• Journal Article

Development of prejunctional alpha 2 adrenergic receptor mediated feedback control of the pressor response to sympathetic nerve stimulation in hypertensive and normotensive rats

Citation

Mills, E., Navarro, H., Slotkin, T. A., & Bruckert, J. W. (1988). Development of prejunctional alpha 2 adrenergic receptor mediated feedback control of the pressor response to sympathetic nerve stimulation in hypertensive and normotensive rats.
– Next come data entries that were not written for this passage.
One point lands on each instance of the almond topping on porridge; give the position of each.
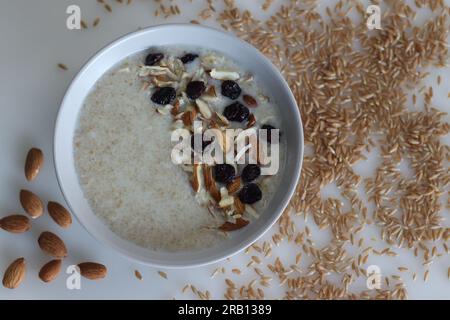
(251, 120)
(196, 181)
(176, 108)
(203, 108)
(234, 185)
(226, 202)
(211, 92)
(250, 101)
(239, 206)
(229, 226)
(224, 75)
(188, 117)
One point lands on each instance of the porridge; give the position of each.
(126, 157)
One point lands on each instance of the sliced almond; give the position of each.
(203, 108)
(225, 142)
(50, 270)
(229, 226)
(145, 71)
(214, 192)
(250, 101)
(251, 121)
(92, 270)
(188, 118)
(176, 108)
(196, 181)
(31, 203)
(59, 214)
(224, 74)
(14, 274)
(52, 244)
(207, 177)
(15, 223)
(234, 185)
(33, 163)
(226, 202)
(223, 121)
(239, 206)
(251, 211)
(211, 92)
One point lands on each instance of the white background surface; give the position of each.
(33, 39)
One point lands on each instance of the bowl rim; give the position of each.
(282, 203)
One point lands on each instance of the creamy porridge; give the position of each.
(123, 149)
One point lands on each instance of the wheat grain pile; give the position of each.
(357, 91)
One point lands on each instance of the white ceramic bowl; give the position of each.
(177, 34)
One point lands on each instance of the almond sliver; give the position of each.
(204, 108)
(224, 75)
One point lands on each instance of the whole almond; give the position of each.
(59, 214)
(15, 223)
(14, 274)
(31, 203)
(33, 163)
(50, 270)
(92, 270)
(52, 244)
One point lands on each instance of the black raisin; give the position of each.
(250, 172)
(195, 89)
(269, 129)
(164, 95)
(231, 89)
(153, 58)
(250, 193)
(236, 112)
(204, 143)
(224, 173)
(189, 57)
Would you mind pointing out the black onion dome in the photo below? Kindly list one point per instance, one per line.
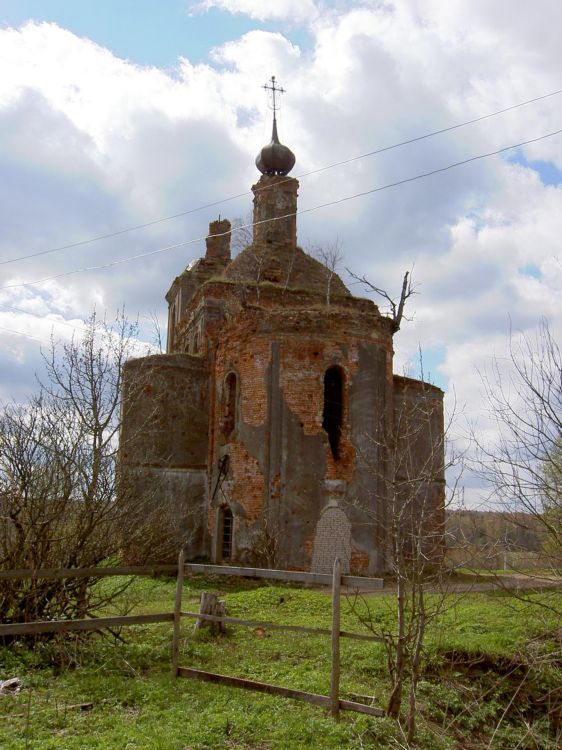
(275, 158)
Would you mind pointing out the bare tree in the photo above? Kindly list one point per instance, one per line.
(522, 459)
(396, 307)
(416, 459)
(59, 486)
(331, 256)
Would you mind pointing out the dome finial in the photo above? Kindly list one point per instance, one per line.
(275, 158)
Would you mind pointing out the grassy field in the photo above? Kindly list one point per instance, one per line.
(492, 679)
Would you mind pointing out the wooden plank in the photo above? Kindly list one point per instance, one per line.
(95, 623)
(260, 687)
(297, 576)
(281, 626)
(177, 615)
(335, 676)
(264, 687)
(361, 708)
(127, 570)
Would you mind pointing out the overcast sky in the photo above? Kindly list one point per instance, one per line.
(114, 114)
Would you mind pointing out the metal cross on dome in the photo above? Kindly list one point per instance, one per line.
(274, 90)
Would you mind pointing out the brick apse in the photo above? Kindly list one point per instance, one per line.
(273, 431)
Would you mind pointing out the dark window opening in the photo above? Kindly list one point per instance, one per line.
(333, 408)
(227, 534)
(230, 404)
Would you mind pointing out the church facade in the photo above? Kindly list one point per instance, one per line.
(273, 431)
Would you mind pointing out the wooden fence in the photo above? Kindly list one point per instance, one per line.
(336, 580)
(333, 701)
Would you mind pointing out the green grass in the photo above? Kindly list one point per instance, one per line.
(137, 704)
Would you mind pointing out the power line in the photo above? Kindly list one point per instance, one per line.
(41, 317)
(300, 176)
(20, 333)
(286, 216)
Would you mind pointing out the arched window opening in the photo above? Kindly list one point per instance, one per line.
(227, 529)
(229, 421)
(333, 408)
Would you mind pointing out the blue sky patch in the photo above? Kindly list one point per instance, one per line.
(547, 170)
(143, 31)
(531, 269)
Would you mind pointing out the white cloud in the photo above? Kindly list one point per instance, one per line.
(296, 11)
(92, 144)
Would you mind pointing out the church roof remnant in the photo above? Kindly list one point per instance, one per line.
(266, 432)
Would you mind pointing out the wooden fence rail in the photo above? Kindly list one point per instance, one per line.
(336, 580)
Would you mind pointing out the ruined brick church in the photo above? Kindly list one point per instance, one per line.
(270, 432)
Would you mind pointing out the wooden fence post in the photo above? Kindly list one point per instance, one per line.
(177, 615)
(335, 680)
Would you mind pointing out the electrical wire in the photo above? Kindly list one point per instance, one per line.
(26, 335)
(286, 216)
(416, 139)
(42, 317)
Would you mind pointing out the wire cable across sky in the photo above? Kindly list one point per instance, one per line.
(343, 162)
(335, 202)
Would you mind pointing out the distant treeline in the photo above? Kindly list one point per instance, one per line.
(480, 528)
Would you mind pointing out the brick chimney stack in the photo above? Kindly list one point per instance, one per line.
(218, 247)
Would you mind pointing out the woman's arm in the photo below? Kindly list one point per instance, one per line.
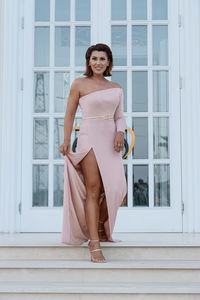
(119, 114)
(71, 108)
(120, 124)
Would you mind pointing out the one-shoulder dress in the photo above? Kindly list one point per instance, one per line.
(102, 117)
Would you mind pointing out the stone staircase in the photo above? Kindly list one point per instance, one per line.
(153, 266)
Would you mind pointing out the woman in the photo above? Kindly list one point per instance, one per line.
(94, 179)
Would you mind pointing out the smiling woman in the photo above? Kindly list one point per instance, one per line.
(94, 183)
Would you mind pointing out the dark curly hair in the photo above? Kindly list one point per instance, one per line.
(99, 47)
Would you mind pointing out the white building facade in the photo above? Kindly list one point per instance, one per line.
(156, 46)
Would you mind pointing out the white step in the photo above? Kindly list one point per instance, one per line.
(121, 271)
(104, 290)
(112, 251)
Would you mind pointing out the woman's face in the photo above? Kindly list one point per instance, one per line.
(98, 62)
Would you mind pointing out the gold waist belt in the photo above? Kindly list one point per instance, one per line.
(95, 117)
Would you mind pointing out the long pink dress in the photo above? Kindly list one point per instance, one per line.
(102, 114)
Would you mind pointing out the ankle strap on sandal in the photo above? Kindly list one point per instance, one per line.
(94, 240)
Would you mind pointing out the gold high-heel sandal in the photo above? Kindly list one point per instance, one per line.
(101, 232)
(96, 260)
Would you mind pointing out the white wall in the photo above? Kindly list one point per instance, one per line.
(11, 106)
(190, 112)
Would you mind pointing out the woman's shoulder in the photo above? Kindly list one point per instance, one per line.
(115, 84)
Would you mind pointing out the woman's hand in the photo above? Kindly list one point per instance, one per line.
(65, 147)
(119, 141)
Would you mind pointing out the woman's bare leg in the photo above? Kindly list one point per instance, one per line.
(93, 188)
(103, 211)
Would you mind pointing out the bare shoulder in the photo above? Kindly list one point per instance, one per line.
(79, 84)
(115, 84)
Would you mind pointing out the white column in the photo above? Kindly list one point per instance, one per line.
(190, 112)
(11, 110)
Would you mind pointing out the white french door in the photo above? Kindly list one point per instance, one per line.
(143, 35)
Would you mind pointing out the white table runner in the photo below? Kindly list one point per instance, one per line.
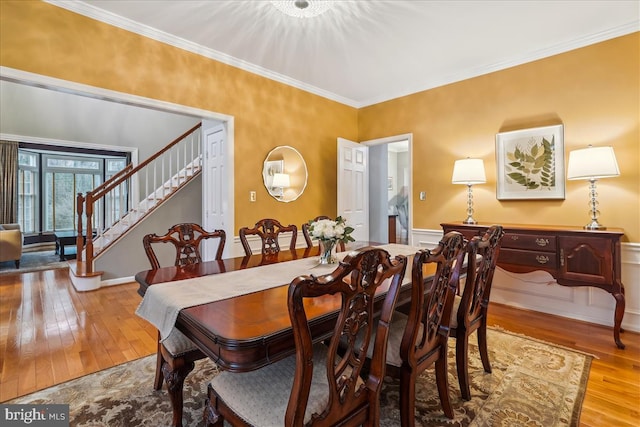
(162, 302)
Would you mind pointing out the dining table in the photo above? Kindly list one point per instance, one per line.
(245, 327)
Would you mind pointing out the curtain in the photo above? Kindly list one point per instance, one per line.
(8, 182)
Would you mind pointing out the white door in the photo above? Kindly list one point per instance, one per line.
(353, 186)
(214, 186)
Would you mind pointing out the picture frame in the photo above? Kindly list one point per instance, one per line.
(530, 164)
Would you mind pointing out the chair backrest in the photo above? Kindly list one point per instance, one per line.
(268, 230)
(355, 281)
(186, 238)
(430, 312)
(482, 256)
(307, 235)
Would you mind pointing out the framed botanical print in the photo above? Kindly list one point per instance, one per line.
(530, 164)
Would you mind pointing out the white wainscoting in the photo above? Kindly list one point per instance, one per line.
(539, 291)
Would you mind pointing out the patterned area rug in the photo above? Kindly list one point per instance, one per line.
(34, 261)
(532, 384)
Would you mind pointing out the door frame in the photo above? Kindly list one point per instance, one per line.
(59, 85)
(388, 140)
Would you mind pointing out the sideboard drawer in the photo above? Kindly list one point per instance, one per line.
(534, 242)
(540, 259)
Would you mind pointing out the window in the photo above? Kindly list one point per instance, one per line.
(49, 182)
(28, 178)
(64, 178)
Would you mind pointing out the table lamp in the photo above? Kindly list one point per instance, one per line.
(469, 172)
(593, 163)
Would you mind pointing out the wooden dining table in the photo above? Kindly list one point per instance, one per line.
(250, 331)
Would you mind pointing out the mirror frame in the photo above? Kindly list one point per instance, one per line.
(288, 160)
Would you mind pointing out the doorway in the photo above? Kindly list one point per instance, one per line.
(390, 189)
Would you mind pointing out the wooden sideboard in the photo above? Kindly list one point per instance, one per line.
(572, 255)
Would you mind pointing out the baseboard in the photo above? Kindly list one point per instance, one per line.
(539, 291)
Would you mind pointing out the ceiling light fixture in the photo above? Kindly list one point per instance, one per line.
(303, 8)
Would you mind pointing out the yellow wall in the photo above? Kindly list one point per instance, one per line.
(594, 92)
(47, 40)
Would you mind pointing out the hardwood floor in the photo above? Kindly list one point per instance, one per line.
(49, 333)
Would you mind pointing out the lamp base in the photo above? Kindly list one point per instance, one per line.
(469, 220)
(594, 225)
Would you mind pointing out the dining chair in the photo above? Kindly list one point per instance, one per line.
(319, 384)
(176, 355)
(269, 231)
(307, 234)
(419, 339)
(470, 310)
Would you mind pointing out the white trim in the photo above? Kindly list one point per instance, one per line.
(144, 30)
(23, 77)
(539, 291)
(93, 12)
(38, 80)
(622, 30)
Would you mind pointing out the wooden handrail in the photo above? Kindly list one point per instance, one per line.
(85, 204)
(115, 181)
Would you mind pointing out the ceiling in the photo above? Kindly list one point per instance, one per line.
(364, 52)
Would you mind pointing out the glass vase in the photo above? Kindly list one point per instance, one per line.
(327, 255)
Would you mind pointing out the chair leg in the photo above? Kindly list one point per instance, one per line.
(407, 398)
(443, 384)
(211, 416)
(157, 382)
(482, 345)
(462, 364)
(175, 382)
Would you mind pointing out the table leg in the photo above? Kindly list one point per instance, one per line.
(617, 321)
(175, 383)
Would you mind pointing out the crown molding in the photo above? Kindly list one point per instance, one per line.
(526, 57)
(101, 15)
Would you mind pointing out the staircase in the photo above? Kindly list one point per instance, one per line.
(115, 207)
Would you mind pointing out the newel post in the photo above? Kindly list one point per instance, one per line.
(89, 238)
(79, 240)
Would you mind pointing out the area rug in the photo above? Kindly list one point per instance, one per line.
(34, 261)
(532, 384)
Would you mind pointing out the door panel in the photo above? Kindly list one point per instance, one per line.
(214, 185)
(353, 186)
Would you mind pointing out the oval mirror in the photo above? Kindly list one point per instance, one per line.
(284, 173)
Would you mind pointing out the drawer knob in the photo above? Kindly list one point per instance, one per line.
(542, 259)
(542, 242)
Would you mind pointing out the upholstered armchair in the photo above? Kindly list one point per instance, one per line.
(10, 243)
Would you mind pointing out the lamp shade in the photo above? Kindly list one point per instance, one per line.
(281, 180)
(592, 163)
(469, 172)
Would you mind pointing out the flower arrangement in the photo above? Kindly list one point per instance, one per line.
(331, 230)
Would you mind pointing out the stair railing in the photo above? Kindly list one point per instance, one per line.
(116, 206)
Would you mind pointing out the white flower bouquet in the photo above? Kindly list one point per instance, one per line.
(328, 230)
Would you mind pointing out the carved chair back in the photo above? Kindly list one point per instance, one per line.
(430, 310)
(269, 231)
(353, 395)
(470, 310)
(186, 238)
(480, 268)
Journal of Developmental Physiology, 10(6), 567-576.

Abstract

Development of prejunctional alpha 2 adrenergic receptor inhibition of pressor responses to sympathetic nerve stimulation in the spontaneously hypertensive Wistar-Kyoto rat was compared with genetically similar (Wistar-Kyoto) and different (Sprague-Dawley) normotensive rats. The sympathetic outflow was stimulated at frequencies of 1 to 20 Hz in pithed rats at 10,14,20 and 60 days of age. The antagonist, rauwolscine was given to block alpha 2 mediated feedback inhibition of noradrenaline release and the incidence of enhanced pressor responses determined. In Sprague-Dawley but not in spontaneously hypertensive or Wistar-Kyoto rats the changes in the incidence of enhanced responses parallel development of indices of sympathetic activity in other studies of the rat. Thus at 10 days of age (when activity is low), the incidence of rauwolscine-enhanced responses was 45%; at 14 days, (coinciding with onset of baroreflex control), incidence fell to 14%; in the 3rd postnatal week (when there is sympathetic hyperactivity), incidence increased to greater than 90%; finally, incidence, like activity declined in adults. In Wistar-Kyoto rats, the incidence of enhanced responses was like the other strains at 10 days but then decreased during development. In spontaneously hypertensive rats, enhanced responses were also less evident during week 3 and greatly diminished in adults. We conclude that in the spontaneously hypertensive and normotensive variants of Wistar-Kyoto strain rats the limit of alpha 2 adrenergic receptor feedback control of noradrenaline release is reached prematurely and is attenuated relative to the level of neuronal activity. In keeping with this hypothesis, the basal rate of noradrenaline utilization (measured in kidney) was higher at 20 days in Wistar-Kyoto than in Sprague-Dawley, but Sprague-Dawley showed greater enhancement of noradrenaline level and utilization after rauwolscine. Thus, the limitation to feedback control may be in development of prejunctional alpha 2 adrenergic receptors and/or their coupling to transmitter synthesis and release. Attenuated prejunctional alpha 2 adrenergic receptor inhibition is not linked obligatorily to development of hypertension in the spontaneously hypertensive Wistar-Kyoto rat.